Trump often extolled Britain’s pullout from the European Union following the 2016 Brexit vote. He compared the sentiment fueling the move to the feelings of his own isolationist supporters upset about immigration. “They’re angry over borders. They’re angry over people coming into the country,” he said that year. “People want to take their country back.”
Trump also claimed Brexit would help his businesses. “When the pound goes down, more people are coming to [his golf course in] Turnberry,” he predicted then.
But Trump’s Turnberry resort in South Ayrshire, Scotland, has reported a pretax loss for 2021 of £3.7 million, the Financial Times wrote Thursday. Trump International Golf Club Scotland Ltd., the parent of his course in Aberdeenshire, reported an additional loss of around £696,000, according to financial statements published Wednesday.
The news comes amid Brexit’s lasting influence on the flow of workers into the country.

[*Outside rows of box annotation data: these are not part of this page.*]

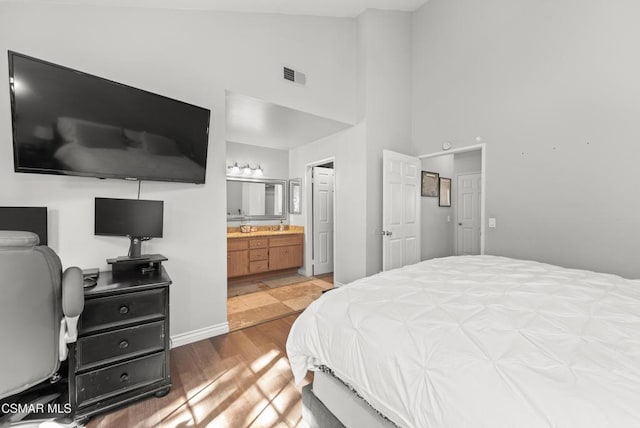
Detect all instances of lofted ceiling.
[0,0,427,17]
[226,92,351,150]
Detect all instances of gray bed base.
[302,383,345,428]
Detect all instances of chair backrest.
[0,231,62,399]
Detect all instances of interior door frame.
[303,156,338,278]
[452,171,482,256]
[418,143,487,255]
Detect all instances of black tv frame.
[7,50,211,184]
[93,197,164,260]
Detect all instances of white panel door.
[313,166,334,275]
[456,173,481,256]
[382,150,421,270]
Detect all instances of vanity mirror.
[289,178,302,214]
[227,178,287,221]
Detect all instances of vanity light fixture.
[227,162,264,177]
[227,162,240,174]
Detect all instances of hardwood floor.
[87,315,312,428]
[227,274,333,331]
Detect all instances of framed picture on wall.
[438,177,451,207]
[421,171,440,198]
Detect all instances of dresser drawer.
[76,352,165,407]
[249,260,269,273]
[79,289,167,335]
[76,321,165,371]
[249,248,269,262]
[249,238,269,249]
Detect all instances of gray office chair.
[0,231,84,422]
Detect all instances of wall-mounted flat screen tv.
[9,51,211,183]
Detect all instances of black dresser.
[69,259,171,421]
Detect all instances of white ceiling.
[0,0,427,17]
[226,92,351,150]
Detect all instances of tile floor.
[227,274,333,331]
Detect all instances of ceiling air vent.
[282,67,307,85]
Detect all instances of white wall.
[357,9,414,275]
[412,0,640,277]
[420,154,455,260]
[289,125,367,284]
[0,2,356,335]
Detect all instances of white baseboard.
[171,322,229,348]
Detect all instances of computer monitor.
[0,207,47,245]
[95,198,164,259]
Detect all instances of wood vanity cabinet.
[227,239,249,278]
[269,235,302,270]
[227,233,304,278]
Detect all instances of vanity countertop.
[227,226,304,238]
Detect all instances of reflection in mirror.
[289,178,302,214]
[227,178,286,220]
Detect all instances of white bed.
[287,256,640,427]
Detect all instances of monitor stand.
[107,254,167,279]
[128,236,147,260]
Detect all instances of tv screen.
[9,51,211,183]
[95,198,164,238]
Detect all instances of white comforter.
[287,256,640,428]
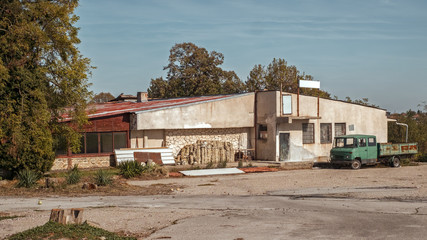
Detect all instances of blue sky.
[76,0,427,112]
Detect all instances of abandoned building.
[52,91,387,170]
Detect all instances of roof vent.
[140,92,148,102]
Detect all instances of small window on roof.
[368,137,377,147]
[258,124,267,139]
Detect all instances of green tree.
[0,0,91,172]
[148,43,244,98]
[90,92,115,103]
[388,110,427,155]
[245,58,331,98]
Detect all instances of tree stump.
[49,208,83,225]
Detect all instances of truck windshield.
[335,138,356,148]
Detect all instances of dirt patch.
[0,177,184,197]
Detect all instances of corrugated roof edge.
[133,92,254,114]
[260,90,387,111]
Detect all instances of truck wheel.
[351,159,362,170]
[390,157,400,167]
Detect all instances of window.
[282,95,292,114]
[335,123,346,137]
[320,123,332,143]
[368,138,377,147]
[258,125,267,139]
[359,138,366,147]
[302,123,314,144]
[335,138,356,148]
[66,132,127,154]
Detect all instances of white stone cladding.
[165,128,250,156]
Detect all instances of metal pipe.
[396,122,409,142]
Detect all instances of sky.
[75,0,427,113]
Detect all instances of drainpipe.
[396,122,409,142]
[254,90,258,160]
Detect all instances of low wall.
[51,156,114,170]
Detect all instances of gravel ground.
[0,165,427,239]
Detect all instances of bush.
[16,169,41,188]
[94,169,113,186]
[118,161,145,178]
[66,164,82,184]
[418,154,427,162]
[216,160,227,168]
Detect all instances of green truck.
[330,135,418,169]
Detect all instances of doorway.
[279,133,290,161]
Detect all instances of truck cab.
[330,135,378,169]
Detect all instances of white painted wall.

Eric Trump, who signed off the financial accounts for Turnberry as director of the company, wrote that the “staffing pool” had been indirectly affected by Brexit, according to the BBC. He said that a “lack of access to European staff for businesses in general ... [resulted] in greater demand for the individuals previously available at the resort.”
Consequently, Brexit has “impacted our business as supply chains have been impacted by availability of drivers and staff, reducing deliveries and the availability of certain product lines,” the younger Trump wrote.
In addition, “prices have increased, from additional freight and import duty charges,” he added.
He also partly blamed COVID-19, pointing out that the United Kingdom’s response to the pandemic triggered a three-month closure of the resort at the start of 2021.
Donald Trump bought Turnberry in 2014 for $60 million. He built the Aberdeenshire course after he purchased 1,400 acres of land in 2006.
Turnberry has yet to show a profit in almost a decade of ownership by the Trump family, noted the Financial Times. Aberdeenshire has lost millions.